KARACHI: With around 400 new cases of multiple sclerosis (MS) emerging in Pakistan each year, around five per cent of people in the country are living with the disease.
According to neurologists, the most common symptoms of MS are fatigue, vision impairment, tingling and numbness, vertigo and dizziness, muscle weakness, spasms and problems with balance and coordination.
At a press conference held by the Pakistan Society of Neurology (PSN) in collaboration with the Neurology Awareness and Research Foundation (Narf) at Karachi Press Club on Wednesday, health experts said that although MS was not very common across Pakistan, more cases of it were reported in the northern areas due to the weather conditions there. The World Multiple Sclerosis Day will be observed today (May 28).

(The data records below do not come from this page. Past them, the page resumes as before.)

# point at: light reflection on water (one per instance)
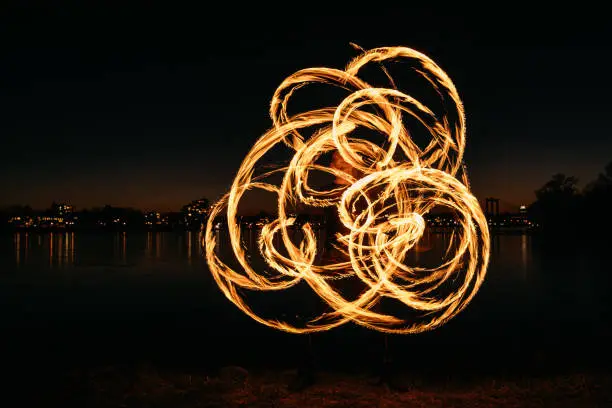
(520, 276)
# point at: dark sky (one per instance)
(153, 106)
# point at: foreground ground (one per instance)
(145, 386)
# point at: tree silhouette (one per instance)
(557, 204)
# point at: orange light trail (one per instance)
(399, 183)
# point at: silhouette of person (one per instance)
(350, 288)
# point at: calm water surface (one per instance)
(88, 294)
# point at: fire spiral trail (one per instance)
(399, 183)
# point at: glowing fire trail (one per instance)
(398, 193)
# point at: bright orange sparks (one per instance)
(399, 183)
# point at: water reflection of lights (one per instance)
(58, 247)
(398, 177)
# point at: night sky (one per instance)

“Women suffer from this disease slightly more than men,” claimed Dr Naila Shahbaz, the PSN general secretary. According to her, there were no MS patients reported in the country 10 years ago due to a lack of proper diagnosis. Today, however, more patients are emerging because there is greater awareness among doctors as well as the general public.
PSN president Prof Muhammad Wasay Shakir revealed that MS was the most widespread neurological condition causing disability among young people, adding that while it could develop at any age, it was diagnosed between the age of 20 and 40 years.
He stressed the need for early diagnosis and treatment. “MS can paralyse a person within five to 10 years if left untreated,” he warned. “Most MS patients have to use wheelchairs after 10 to 15 years.”
Narf general secretary Dr Abdul Malik urged the government to provide better health facilities to the public, suggesting that the Sindh government follow the example of the Punjab government. “Medicines for such diseases are very expensive,” he pointed out. “The government should provide them on subsidised rates.”
Published in The Express Tribune, May 28th, 2015.